2. Bridger, M. W. and Epstein, K.: "Functional Voice Disorders, A Review of a 109 Pa tients." The Journal of Laryngology and Otology, Vol. 97 (12): 1145-8, December, 1983.
3. Reich, W.: Character Analysis, 3rd enlarged edition. New York: Orgone Institute Press, 1949.
4. Aminoff, M. J., Dedo, H. H., and lzdebski, K.: "Clinical Aspects of Spasmodic Dysphonia," Journal of Neurology, Neurosurgery, and Psychiatry, 41, 361-365, 1978.
[A] Ladlow, CL , in the Journal of Neuroscience, 2011 Jan 19;31(3):793-7 indicates that the puzzlement as to the cause of spasmodic dysphonia (as it in now termed) is no less today than when this article was published in 1988. He writes, “Little is known about its [spasmodic dysphonia] origins; it is classified as a focal dystonia secondary to an unknown neurobiological mechanism that produces a chronic abnormality of laryngeal motor neuron regulation during speech.” He goes on to state, “Research is needed to address the basic cellular and proteomic mechanisms that produce this disorder to provide intervention that could target the pathogenesis of the disorder rather than only providing temporary symptom relief.”
[B] Silverman, EP, et al, in the Journal of Voice, 2011 Feb 2, concluded from their study that was designed to determine the effect of voice therapy after initial botulinum toxin type A (BTX-A) injections for ADSD that: “For participants in this investigation, undertaking voice therapy did not appear to exert significant beneficial effects on the variables of interest.” These were “vocal quality of life from the Voice-Related Quality of Life (V-RQOL) scale, acoustic measures of vocal instability, and perceptual ratings of voice quality.”
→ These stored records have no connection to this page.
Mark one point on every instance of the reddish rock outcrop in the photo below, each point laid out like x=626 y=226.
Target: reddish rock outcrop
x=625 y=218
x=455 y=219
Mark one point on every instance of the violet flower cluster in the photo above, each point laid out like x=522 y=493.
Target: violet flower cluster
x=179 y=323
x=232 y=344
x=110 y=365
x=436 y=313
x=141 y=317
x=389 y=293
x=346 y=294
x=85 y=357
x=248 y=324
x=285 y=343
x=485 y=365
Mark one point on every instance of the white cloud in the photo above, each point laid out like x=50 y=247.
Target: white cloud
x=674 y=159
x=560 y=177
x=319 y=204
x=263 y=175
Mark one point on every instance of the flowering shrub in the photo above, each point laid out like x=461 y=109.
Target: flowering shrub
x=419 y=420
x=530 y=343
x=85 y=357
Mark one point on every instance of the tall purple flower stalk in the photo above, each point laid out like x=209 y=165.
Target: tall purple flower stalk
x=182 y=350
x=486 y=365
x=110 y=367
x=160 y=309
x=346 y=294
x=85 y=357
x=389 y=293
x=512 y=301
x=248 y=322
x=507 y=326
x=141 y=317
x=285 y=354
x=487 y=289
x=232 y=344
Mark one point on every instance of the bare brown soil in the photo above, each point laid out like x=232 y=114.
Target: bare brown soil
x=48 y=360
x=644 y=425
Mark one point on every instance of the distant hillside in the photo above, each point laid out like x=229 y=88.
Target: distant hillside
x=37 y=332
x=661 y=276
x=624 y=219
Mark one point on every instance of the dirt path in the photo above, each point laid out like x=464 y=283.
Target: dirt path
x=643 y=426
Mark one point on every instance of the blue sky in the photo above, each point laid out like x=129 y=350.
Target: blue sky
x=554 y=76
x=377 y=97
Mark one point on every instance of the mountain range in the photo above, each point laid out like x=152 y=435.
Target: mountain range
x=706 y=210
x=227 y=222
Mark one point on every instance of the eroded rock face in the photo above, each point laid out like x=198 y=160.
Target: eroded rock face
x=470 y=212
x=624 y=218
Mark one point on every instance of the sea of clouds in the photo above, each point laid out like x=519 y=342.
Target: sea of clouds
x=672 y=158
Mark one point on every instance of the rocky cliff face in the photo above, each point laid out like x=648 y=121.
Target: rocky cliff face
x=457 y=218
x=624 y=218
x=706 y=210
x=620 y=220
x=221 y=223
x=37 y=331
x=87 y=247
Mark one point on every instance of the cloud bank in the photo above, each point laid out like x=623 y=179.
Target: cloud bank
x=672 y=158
[C] Today, botulinum toxin injections into the thyroarytenoid muscles are the treatment of choice for adductor spasmodic dysphonia (ADSD). It has replaced the older procedure that involved cutting or crushing of the recurrent laryngeal nerve. Novakovic D, Waters HH, DʼElia JB, Blitzer A, in their article “Botulinum toxin treatment of adductor spasmodic dysphonia: longitudinal functional outcomes.” (Laryngoscope, 2011 Mar;121(3):606-12.) indicate the results their study: “A total of 133 patients treated continuously between January 2006 and January 2009 with an individuated regime (dose, pattern, and schedule) were included. Of 1,457 treatments, 50.9% experienced some breathiness. Mean VHI [voice handicap index] improvement was 9.6%. Mean PNF [percentage of normal function] improvement] was 30.3%. There was correlation between the two scales. Dysphagia to liquids was reported after 14.2% of treatments.” They go on to report: “A total of 28.5% of treatments were followed by initial functional decline.” It is apparent from this report, and others, the benefits of the botulinum injections approach are limited. There are significant adverse effects, and in many there is a decline in improvement following each series of injections.
[D] This diagnosis is in keeping with Freudʼs belief that anxiety is converted into physical symptoms. It was largely reserved for conditions where neurological symptoms, such as paralysis and blindness, present in patients without a definitive neurologic cause. From Reichʼs perspective, spastic dysphonia develops as a result of an energetic contraction (secondary to repressed emotions) that occurs in early life. Over time this contraction becomes chronic, producing actual physiologic (structural) changes.